SALSA VERDE CHICKEN AND CAULIFLOWER RICE



Salsa Verde Chicken and Cauliflower Rice image

This one-pot chicken and cauliflower rice dish uses store-bought salsa verde as a shortcut to a simple, high-flavor weeknight meal that's ready in 30 minutes.

Provided by Kristen Walker Maenke

Categories     Chicken Main Dishes

Time 30m

Yield 4

Number Of Ingredients 7

2 tablespoons butter
1 ½ pounds skinless, boneless chicken breasts, cut into 1-inch chunks
1 medium green bell pepper, diced
1 (16 ounce) jar salsa verde
1 (12 ounce) package frozen cauliflower rice
¼ cup chicken broth
salt and ground black pepper to taste

Steps:

  • Melt butter in a Dutch oven or large pot over medium-high heat.
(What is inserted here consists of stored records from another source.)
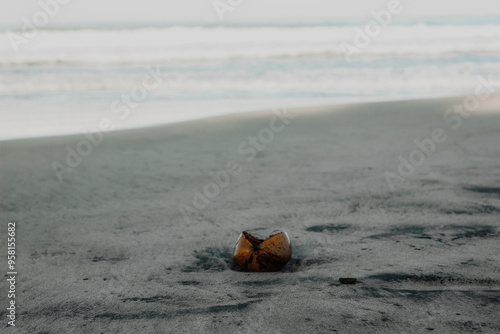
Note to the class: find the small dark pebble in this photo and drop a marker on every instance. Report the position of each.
(347, 280)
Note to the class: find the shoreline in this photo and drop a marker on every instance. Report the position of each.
(109, 248)
(342, 102)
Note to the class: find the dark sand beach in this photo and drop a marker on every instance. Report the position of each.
(118, 246)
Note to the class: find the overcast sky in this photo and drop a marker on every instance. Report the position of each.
(87, 11)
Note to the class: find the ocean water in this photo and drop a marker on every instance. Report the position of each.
(67, 80)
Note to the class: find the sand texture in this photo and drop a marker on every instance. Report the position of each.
(107, 250)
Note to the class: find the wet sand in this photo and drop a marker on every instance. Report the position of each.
(138, 237)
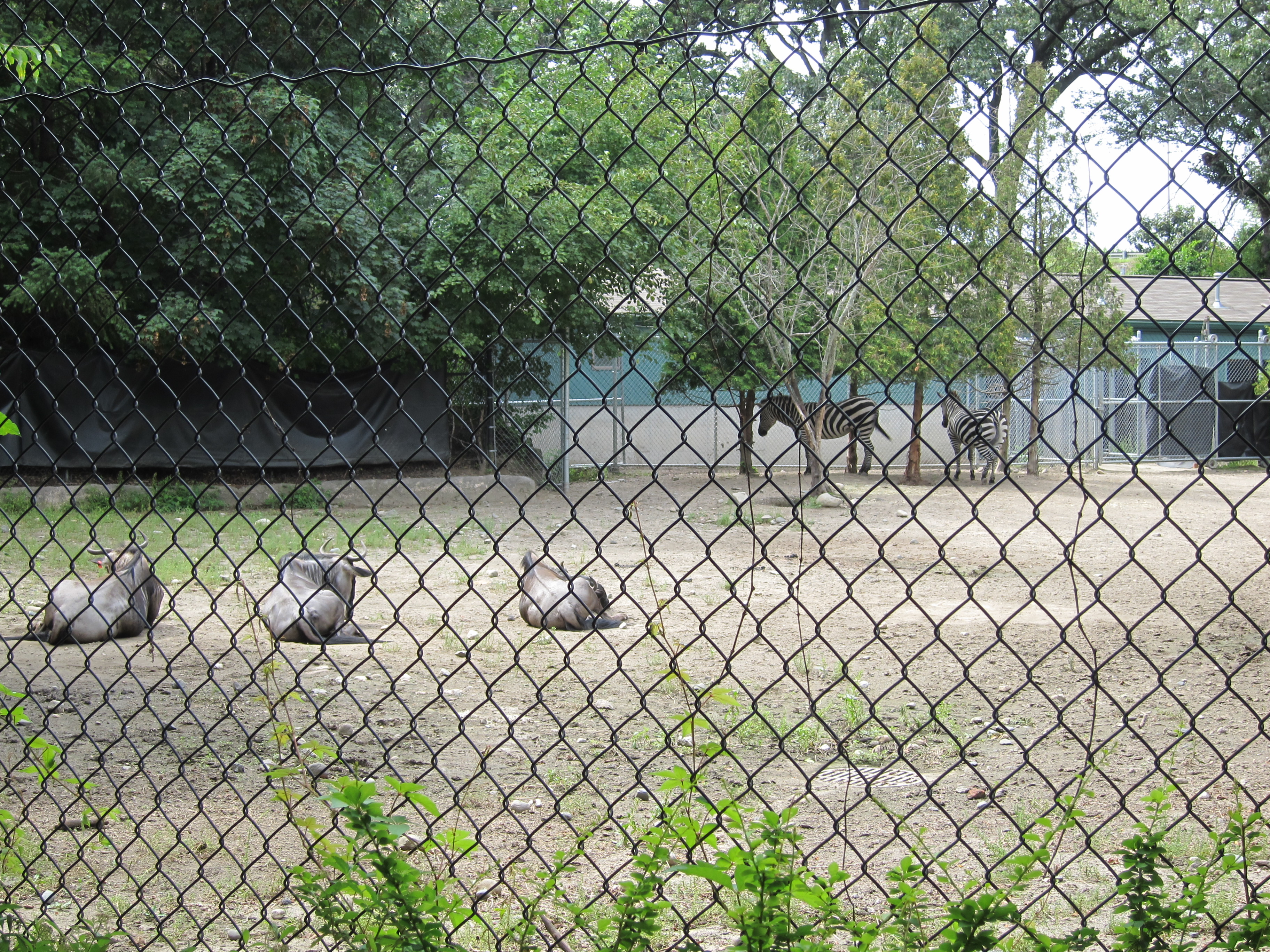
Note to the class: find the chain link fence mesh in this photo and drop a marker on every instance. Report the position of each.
(444, 285)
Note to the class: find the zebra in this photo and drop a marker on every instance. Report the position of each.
(855, 418)
(986, 431)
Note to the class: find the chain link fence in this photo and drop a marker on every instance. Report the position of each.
(321, 324)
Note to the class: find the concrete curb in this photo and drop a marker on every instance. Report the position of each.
(347, 494)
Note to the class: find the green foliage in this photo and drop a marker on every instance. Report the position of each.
(1174, 229)
(774, 901)
(16, 503)
(42, 936)
(369, 898)
(1193, 258)
(23, 60)
(306, 495)
(174, 497)
(1161, 914)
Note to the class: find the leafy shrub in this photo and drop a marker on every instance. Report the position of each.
(42, 936)
(306, 495)
(369, 898)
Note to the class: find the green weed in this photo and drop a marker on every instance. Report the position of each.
(306, 495)
(16, 503)
(368, 895)
(44, 936)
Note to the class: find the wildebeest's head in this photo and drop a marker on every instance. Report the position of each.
(125, 559)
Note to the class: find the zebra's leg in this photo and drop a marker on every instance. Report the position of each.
(867, 442)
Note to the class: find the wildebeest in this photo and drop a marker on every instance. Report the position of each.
(552, 601)
(313, 601)
(123, 605)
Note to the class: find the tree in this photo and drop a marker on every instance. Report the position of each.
(823, 198)
(1202, 83)
(331, 223)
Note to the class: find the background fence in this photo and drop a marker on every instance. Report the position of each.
(321, 324)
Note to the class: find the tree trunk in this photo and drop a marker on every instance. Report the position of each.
(1034, 425)
(914, 470)
(747, 433)
(853, 465)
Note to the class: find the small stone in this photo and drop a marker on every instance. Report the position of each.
(80, 823)
(487, 888)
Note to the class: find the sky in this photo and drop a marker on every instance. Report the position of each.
(1124, 182)
(1146, 177)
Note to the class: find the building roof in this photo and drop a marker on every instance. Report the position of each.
(1169, 300)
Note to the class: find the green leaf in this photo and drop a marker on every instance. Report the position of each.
(707, 873)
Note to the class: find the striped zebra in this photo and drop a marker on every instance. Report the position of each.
(855, 418)
(986, 431)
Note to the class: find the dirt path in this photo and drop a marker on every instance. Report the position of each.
(936, 630)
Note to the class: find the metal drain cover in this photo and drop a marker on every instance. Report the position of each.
(868, 776)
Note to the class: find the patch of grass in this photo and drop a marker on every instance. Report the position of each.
(587, 474)
(306, 495)
(806, 737)
(854, 710)
(748, 729)
(16, 503)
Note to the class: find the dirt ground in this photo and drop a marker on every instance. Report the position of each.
(976, 636)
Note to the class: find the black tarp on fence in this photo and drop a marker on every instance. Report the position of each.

Add chicken and cook, stirring occasionally, until browned on all sides, 7 to 10 minutes.
  • Add bell pepper and cook, stirring occasionally, until tender-crisp, about 3 minutes.
  • Stir in salsa verde, cauliflower rice, and broth. Reduce heat to medium and cook, stirring occasionally, until cauliflower is tender and chicken is cooked through, about 7 minutes.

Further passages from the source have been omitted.